L’epidemia provocata dal virus Ebola è una malattia fatale nel 50 % delle persone che hanno contratto l’infezione. La malattia colpisce gli uomini e i primati (scimmie, gorilla, scimpanzé). In particolare nell’uomo, dopo un periodo di incubazione che varia tra i 2 ei 21 giorni – in genere tale intervallo è di 8-10 giorni – l’infezione si manifesta con un improvviso rialzo termico e sintomi aspecifici quali astenia intensa, dolori articolari e muscolari, inappetenza e mal di stomaco, mal di testa, mal di gola cui fanno seguito, a distanza di 6-7 giorni, fenomeni emorragici sia cutanei che viscerali con l’eliminazione del virus attraverso gli escreti ed i secreti della persona malata.

Il virus si trasmette da persona a persona solo per contatto diretto (attraverso ferite della pelle o mucose) con il sangue o altri fluidi corporei o secrezioni (feci, urine, saliva, sperma) di persone infette.
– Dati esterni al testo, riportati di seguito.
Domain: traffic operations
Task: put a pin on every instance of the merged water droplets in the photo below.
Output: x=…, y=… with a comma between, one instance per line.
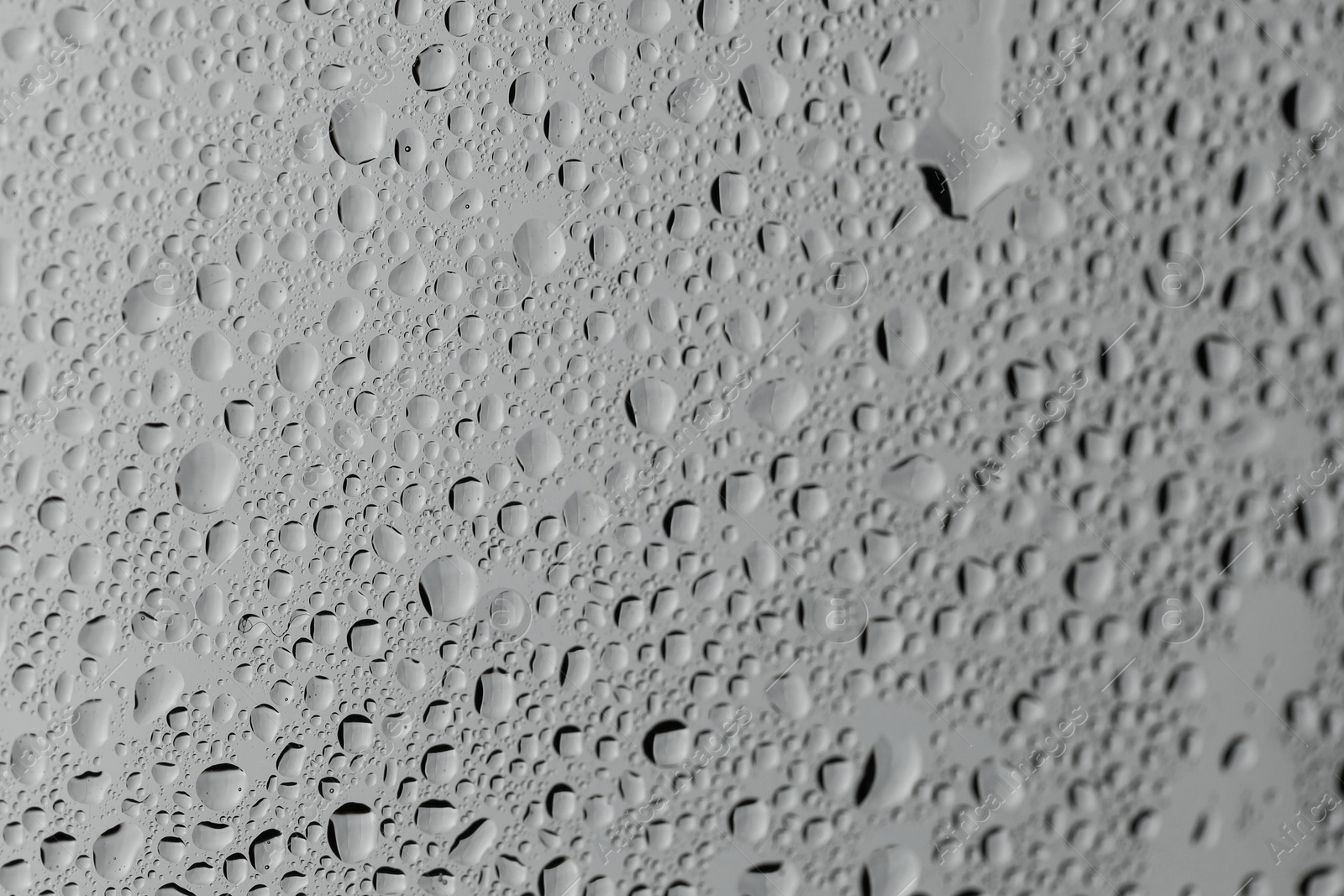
x=669, y=449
L’infezione può verificarsi anche in caso di ferite della pelle o delle mucose di una persona sana che entra in contatto con oggetti contaminati da fluidi infetti di un paziente con Ebola.  Il virus non si trasmette per via aerogena né con acqua o cibo.

La probabilità di trasmissione del virus cambia nel corso della malattia con l’evolversi delle manifestazioni cliniche. In particolare:

–  durante il periodo di incubazione le persone non sono considerate a rischio di trasmettere l’infezione;

–  il rischio di trasmissione, in presenza della sola febbre, senza vomito né diarrea né  manifestazioni emorragiche, è basso;

–  il rischio di trasmissione diviene significativamente più elevato nelle fasi tardive della malattia, quando compaiono manifestazioni emorragiche e resta alto anche dopo il decesso del paziente.

Il virus Ebola, ed i Filovirus in genere cui il virus di Ebola appartiene, in quanto virus rivestiti, sono caratterizzati da una capacità di resistenza nell’ambiente o ai disinfettanti non superiore a quella degli altri virus: a contatto per almeno 10 minuti con la candeggina o mantenuto a 100° C per 5 minuti, il virus è inattivato.